GITenberg (https://www.gitenberg.org) is an exploration of how Project Gutenberg might work if all the Gutenberg texts were on Github, so that tools like version control, continuous integration, and pull-request workflow could be employed.
For forty years, Project Gutenberg has led the way in making public domain text live on the internet as ebooks. GITenberg began in 2013 when Seth Woodworth wanted to improve some Project Gutenberg ebooks. He decided to load the ebooks onto GitHub, a version control and collaborative software development platform.
in 2015, Eric Hellman had the same idea and after loading a few books, he discovered that Seth was 43,000 books ahead of him. The two joined forces, and applied to the Knight Foundation's Newschallenge competition. The project was chosen from over a thousand proposals to receive a Prototype Fund grant to "explore the applicability of open-source methodologies to the maintenance of the cultural heritage" that is the Project Gutenberg collection.
There were big chunks of effort left to finish the work when the grant ended. in 2018, six computer-science seniors from Stevens Institute of Technology took up the challenge and brought the project within sight of a major milestone (if not the finishing-line). There remained only the reprocessing of 57,000 ebooks (with more being created every day!).
- Almost 57,000 texts from Project Gutenberg have been loaded into Github repositories.
- EPUB, PDF, and Kindle Ebooks have been rebuilt and added to releases for all but about 100 of these.
- Github webhooks trigger dockerized ebook building machines running on AWS Elastic Beanstock every time a git repo is tagged.
- Toolchains for asciidoc, HTML and plain text source files are running on the ebook builders.
- A website at https://www.gitenberg.org/ uses the webhooks to index and link to all of the ebooks.
- www.gitenberg.org presents links to Github, Project Gutenberg, Librivox, and Standard Ebooks.
- Cover images are supplied for every ebook.
- Human-readable metadata files are available for every ebook
- Syndication feeds for these books are made available in ONIX, MARC and OPDS via Unglue.it.
- All of the software that's been used is open source and content is openly licensed.
- PG's epubmaker software has been significantly strengthened and improved.
- About 200 PG ebooks have had fatal formatting errors remediated to allow for automated ebook file production.

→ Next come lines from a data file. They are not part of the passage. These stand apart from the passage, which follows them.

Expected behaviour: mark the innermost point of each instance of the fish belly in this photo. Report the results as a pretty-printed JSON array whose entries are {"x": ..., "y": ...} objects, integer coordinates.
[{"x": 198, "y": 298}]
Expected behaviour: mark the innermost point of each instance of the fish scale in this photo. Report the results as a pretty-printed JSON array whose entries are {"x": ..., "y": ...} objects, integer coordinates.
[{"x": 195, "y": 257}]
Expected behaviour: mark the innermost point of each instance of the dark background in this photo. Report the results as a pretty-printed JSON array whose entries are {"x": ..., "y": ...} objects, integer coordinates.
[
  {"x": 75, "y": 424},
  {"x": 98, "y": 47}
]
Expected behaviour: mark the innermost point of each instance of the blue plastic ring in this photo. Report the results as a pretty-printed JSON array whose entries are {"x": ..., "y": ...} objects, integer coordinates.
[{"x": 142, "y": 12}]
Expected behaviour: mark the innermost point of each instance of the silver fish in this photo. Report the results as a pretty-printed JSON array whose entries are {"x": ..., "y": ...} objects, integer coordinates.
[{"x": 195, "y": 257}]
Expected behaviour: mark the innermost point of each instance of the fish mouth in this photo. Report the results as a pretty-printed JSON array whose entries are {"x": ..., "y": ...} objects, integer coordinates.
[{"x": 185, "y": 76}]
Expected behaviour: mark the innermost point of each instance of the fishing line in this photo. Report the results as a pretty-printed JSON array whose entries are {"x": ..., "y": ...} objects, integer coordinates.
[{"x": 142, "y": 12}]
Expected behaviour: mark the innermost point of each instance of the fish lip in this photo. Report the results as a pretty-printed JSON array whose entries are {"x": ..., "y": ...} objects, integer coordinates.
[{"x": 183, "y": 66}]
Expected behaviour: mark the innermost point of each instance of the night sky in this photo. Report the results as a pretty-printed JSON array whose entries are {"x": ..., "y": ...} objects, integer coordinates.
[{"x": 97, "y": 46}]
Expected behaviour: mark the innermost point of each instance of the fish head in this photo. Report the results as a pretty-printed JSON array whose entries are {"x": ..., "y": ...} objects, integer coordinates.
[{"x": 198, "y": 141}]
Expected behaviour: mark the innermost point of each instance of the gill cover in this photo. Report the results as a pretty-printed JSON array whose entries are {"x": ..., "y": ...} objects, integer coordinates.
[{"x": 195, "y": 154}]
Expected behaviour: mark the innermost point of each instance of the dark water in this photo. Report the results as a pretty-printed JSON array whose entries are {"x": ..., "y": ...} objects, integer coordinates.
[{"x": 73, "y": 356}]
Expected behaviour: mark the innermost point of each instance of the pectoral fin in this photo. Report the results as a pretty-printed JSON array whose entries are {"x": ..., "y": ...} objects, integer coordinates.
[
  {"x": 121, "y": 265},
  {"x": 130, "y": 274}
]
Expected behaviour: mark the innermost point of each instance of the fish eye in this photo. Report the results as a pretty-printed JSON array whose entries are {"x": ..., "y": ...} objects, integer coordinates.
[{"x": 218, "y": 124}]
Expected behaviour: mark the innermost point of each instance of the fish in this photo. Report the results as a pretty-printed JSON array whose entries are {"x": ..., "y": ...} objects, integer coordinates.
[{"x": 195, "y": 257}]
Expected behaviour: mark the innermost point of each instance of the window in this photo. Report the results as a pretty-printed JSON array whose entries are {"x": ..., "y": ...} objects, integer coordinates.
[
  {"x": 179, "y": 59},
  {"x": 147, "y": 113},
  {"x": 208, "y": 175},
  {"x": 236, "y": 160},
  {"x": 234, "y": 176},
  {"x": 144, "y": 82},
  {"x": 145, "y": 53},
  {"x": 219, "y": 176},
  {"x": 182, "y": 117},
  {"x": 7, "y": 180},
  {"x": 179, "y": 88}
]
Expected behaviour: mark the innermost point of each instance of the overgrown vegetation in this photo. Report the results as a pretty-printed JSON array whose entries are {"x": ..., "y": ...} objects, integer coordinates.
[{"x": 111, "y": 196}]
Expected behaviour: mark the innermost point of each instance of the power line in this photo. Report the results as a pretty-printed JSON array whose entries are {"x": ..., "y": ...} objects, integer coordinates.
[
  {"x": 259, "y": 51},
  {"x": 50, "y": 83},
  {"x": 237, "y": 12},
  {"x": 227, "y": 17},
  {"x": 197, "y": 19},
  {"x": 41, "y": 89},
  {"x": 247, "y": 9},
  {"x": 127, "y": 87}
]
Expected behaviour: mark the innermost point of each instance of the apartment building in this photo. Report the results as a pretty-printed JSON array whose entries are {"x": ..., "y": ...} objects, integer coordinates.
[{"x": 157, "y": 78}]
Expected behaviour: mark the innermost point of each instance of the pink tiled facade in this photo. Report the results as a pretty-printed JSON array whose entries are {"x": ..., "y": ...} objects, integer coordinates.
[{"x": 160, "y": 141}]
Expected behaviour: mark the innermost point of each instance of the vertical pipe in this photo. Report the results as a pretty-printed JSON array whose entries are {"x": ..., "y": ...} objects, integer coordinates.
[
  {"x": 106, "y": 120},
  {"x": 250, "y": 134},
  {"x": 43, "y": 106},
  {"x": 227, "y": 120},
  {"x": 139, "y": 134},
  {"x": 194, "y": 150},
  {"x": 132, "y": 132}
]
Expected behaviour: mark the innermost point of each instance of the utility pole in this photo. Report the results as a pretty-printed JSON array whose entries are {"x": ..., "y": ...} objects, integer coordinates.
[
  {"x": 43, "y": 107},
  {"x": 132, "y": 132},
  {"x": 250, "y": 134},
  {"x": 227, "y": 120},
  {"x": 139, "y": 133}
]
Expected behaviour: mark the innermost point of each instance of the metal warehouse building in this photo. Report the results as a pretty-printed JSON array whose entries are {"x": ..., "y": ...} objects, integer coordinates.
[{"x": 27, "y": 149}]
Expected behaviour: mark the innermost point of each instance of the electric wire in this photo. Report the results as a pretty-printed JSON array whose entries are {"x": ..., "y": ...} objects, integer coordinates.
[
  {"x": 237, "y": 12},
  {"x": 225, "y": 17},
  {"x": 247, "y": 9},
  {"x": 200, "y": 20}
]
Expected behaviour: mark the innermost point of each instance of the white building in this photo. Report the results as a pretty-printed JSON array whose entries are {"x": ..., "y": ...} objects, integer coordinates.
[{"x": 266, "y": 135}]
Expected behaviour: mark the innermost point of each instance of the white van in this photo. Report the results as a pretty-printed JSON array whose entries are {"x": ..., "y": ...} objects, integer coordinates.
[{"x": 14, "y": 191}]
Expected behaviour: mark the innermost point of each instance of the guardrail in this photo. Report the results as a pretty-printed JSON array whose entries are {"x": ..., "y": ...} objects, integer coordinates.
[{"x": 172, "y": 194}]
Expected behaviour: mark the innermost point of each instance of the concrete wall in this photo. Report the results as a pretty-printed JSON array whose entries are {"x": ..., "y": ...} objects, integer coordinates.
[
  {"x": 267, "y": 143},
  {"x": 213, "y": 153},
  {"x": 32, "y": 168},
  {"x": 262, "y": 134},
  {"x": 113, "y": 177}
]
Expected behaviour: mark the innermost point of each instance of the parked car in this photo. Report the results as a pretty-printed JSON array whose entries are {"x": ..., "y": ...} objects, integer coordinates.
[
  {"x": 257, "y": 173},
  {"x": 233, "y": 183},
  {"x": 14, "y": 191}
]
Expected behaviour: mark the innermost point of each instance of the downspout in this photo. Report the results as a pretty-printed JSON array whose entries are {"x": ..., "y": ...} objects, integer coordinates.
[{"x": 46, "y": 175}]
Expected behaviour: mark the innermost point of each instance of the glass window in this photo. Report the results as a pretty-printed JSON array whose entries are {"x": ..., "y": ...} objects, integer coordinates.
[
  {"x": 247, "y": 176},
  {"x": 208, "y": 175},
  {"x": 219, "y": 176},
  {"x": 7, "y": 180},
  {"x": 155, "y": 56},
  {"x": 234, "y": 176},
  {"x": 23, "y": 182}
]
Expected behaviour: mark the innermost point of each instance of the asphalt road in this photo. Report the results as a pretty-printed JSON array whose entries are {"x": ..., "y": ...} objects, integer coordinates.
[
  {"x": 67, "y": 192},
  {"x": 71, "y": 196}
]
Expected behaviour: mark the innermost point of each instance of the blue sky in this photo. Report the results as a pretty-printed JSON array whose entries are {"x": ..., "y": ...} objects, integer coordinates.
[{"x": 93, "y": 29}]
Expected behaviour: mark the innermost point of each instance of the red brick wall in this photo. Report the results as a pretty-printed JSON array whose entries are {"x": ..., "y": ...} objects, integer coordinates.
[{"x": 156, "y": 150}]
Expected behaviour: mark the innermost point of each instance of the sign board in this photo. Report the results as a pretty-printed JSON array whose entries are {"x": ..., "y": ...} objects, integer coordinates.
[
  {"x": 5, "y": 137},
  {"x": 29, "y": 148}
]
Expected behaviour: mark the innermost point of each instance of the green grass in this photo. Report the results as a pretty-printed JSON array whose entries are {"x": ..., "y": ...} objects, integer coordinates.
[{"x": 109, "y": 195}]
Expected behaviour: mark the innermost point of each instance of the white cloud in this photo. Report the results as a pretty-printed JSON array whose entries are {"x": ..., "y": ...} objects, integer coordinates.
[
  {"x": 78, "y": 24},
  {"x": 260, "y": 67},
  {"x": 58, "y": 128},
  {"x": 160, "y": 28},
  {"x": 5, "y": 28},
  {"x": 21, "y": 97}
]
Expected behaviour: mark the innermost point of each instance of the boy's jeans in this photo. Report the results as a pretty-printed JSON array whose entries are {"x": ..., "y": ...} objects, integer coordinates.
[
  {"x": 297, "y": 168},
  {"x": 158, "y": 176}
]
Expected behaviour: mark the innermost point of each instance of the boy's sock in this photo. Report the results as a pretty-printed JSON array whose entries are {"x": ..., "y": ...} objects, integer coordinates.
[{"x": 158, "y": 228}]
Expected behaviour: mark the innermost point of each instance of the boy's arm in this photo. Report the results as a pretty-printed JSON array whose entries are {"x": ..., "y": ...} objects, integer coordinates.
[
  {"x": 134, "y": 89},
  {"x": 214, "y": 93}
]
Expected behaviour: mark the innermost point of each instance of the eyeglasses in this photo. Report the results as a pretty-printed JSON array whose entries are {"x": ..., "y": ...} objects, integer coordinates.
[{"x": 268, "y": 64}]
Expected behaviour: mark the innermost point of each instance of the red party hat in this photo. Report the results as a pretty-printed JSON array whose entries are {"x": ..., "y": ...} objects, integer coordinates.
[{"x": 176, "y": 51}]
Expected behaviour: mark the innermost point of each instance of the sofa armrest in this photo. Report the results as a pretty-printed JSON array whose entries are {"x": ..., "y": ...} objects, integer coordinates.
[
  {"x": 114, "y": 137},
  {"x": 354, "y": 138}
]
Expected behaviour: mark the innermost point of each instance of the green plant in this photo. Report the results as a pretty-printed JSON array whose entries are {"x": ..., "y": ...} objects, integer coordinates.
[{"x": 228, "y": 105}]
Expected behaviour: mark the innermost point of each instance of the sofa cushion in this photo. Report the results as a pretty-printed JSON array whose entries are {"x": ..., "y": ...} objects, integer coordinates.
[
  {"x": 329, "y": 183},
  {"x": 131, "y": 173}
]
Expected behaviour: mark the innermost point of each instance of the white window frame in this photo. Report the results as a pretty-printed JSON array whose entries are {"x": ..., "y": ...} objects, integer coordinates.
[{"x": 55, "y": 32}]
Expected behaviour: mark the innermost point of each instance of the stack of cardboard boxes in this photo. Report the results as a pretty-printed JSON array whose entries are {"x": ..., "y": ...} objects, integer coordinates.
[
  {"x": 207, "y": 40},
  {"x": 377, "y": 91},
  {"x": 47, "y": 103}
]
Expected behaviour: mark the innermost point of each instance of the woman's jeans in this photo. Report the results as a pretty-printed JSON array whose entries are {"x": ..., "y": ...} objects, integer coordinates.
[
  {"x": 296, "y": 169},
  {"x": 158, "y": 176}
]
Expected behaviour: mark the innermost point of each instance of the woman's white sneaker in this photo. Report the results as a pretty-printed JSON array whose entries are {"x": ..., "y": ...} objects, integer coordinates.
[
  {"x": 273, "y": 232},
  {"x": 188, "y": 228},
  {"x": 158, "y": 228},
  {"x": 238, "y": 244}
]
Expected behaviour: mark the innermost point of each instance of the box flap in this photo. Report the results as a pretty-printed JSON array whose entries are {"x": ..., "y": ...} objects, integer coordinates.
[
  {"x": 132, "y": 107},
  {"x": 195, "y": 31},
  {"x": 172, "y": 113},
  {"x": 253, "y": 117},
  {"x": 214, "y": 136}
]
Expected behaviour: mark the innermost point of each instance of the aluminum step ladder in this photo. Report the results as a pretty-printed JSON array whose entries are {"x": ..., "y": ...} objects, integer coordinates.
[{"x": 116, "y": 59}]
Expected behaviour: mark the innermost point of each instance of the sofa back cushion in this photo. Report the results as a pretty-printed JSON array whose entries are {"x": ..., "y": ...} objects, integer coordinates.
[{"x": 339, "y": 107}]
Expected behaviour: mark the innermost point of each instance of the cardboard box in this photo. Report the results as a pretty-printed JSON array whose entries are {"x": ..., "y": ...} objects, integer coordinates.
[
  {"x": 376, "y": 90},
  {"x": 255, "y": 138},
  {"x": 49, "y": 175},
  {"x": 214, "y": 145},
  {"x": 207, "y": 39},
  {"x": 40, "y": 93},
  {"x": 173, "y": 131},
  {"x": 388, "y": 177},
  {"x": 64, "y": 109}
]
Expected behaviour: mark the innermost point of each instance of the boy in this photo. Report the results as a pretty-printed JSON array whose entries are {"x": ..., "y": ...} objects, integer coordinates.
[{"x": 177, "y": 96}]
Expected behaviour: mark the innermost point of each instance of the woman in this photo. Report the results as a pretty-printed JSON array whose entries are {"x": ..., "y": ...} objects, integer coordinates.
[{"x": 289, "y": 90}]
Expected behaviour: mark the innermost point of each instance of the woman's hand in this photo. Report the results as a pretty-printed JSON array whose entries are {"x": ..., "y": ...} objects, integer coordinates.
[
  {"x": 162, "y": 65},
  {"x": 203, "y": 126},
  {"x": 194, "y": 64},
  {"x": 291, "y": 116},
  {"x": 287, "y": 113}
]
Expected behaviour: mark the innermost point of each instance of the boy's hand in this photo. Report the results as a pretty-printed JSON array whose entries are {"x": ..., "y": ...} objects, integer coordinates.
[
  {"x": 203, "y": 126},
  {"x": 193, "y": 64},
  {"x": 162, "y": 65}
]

- 1,363 PG ebooks were omitted from this work due to licensing or because they aren't really books.
- PG's RDF metadata files were converted to human-readable YAML and enhanced with data from New York Public Library and from Wikipedia.
- Github API throttling limits the build/release rate to about 600 ebooks/hour/login. A full build takes about 4 full days with one github login.
Everything in GITenberg has been built in the hope that the bits can be incorporated into Project Gutenberg wherever appropriate. Currently the Foundation is working with Project Gutenberg to make that hope a reality. Some baby steps towards applying version control to Project Gutenberg have begun. Project Gutenberg is a complex organism, and implementing profound changes will require broad consensus-building and resource gathering (both money and talent).
October 30, 2018. Free Ebook Foundation announces the launch of its GITenberg prototype website.